The Bioil RigTM: growing carbon neutral fuels to replace all fossil oil extraction

Greenlight Bio Oil LLC’s patent-pending process grows and harvests locally sourced marine microalgae and cyanobacteria offshore, processes them into biofuel and converts the remaining matter into fertilizer to grow more microalgae. The process absorbs as much CO2 in fuel production as is created when the fuel is used: true carbon neutrality. 

Current research into growing algae is concentrated in developing land-based systems: either photobioreactors where algae are grown indoors in closed systems often under artificial light, or in purpose-built ponds. These have several disadvantages for the mass industrialization needed to have a significant impact on climate change. Although the productivity of algae farming is much greater than arable farming, tens of millions of acres of land and billions of tons of water would be required to generate sufficient energy to replace fossil fuels at their current rate of use. Rather than the difficult and expensive process of replicating the marine environment on land, Greenlight Bio Oil LLC proposes growing marine algae in their natural environment using an installation we call a Bioil Rig^TM. 

The Bioil Rig^TM is composed of an interconnected array of modular enclosures that float below the ocean surface. Some of these enclosures have impermeable walls. These are stocked with local algae and bacteria and kept in a nutrient-rich environment to promote rapid growth. Once sufficent biomass concentration is reached, the algae are transferred to other enclosures that have permeable walls to allow seawater to pass through. As the local sea water is rich in dissolved inorganic carbon (DIC), but poor in micronutrients, autotrophic growth becomes focused on producing lipids and carbohydrates with little reproduction. The algae are harvested when their rate of biomass growth tapers off and transferred to a processing platform. 

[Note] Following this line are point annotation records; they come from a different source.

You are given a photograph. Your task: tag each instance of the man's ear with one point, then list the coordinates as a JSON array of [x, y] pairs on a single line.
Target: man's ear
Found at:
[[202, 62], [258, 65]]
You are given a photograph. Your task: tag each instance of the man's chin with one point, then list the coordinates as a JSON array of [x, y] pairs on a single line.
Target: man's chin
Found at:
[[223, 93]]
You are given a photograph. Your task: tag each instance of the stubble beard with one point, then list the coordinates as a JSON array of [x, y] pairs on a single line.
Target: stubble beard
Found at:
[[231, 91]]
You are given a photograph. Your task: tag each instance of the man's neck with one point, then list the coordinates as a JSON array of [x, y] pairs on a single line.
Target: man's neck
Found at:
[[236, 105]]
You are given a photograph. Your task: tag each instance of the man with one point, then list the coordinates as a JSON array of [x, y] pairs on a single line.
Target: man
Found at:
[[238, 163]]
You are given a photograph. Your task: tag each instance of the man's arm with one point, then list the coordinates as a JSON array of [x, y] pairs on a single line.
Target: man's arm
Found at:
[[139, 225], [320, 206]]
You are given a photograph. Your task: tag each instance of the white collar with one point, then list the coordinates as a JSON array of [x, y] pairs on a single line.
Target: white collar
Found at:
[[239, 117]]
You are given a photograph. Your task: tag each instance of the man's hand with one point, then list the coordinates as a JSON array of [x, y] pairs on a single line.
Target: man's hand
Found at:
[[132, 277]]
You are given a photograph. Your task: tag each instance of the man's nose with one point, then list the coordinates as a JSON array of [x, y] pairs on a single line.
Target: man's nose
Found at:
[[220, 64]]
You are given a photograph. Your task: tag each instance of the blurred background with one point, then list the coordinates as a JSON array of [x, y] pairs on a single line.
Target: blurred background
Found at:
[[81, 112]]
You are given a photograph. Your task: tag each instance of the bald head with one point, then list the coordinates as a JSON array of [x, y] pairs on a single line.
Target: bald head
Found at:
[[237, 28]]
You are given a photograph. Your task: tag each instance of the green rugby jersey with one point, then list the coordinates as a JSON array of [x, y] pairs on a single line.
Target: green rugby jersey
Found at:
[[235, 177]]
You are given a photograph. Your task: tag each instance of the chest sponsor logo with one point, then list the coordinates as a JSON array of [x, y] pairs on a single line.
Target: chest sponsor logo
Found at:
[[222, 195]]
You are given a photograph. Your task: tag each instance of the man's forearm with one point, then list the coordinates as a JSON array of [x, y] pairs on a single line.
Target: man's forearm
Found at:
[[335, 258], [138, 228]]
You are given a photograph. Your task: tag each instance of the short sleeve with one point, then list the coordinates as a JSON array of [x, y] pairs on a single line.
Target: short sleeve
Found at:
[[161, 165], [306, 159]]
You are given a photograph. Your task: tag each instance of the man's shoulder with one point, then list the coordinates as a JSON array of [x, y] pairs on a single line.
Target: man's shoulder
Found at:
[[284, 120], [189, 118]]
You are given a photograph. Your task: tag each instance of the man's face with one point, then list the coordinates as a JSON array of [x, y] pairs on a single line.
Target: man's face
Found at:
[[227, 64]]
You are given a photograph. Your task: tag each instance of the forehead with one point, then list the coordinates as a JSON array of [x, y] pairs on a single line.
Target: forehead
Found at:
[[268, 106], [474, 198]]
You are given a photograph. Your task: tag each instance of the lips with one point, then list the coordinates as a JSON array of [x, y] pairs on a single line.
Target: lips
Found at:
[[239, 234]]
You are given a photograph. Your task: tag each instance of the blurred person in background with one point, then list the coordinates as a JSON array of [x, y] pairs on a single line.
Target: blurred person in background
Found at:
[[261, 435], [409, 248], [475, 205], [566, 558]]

The algae are processed to separate out their lipids, in a similar process to vegetable oil production. Other useful products may be separated, and the remaining bioavailable material is returned to the impermeable enclosures to promote further growth. System losses of nitrogen-containing chemicals should be replaced by growing nitrogen-fixing bacteria. But other micronutrients such as phosphorous may have to be imported. So, limiting system losses is essential to economic production. However, as all organic materials will remain bioavailable, losses will promote local biomass growth and eventual carbon sequestration. Positioning permeable enclosures at the extremities will encourage reuptake of system losses. 

Given the much greater consistency of the growing environment of the equatorial seas, productivity should be higher than the land-based ponds north of the Tropics that have currently been trialed. However, assuming this as a worst case, 6 billion enclosures covering 240,000 sq miles (620 000km²) would match current fossil oil extraction of 100 million barrels per day. The marginal cost of biofuel is expected to be of order $30 per barrel, making this a practical, short-term solution to decarbonize 26% of GHG emissions, without rebuilding the global energy infrastructure in which the World has invested trillions of dollars.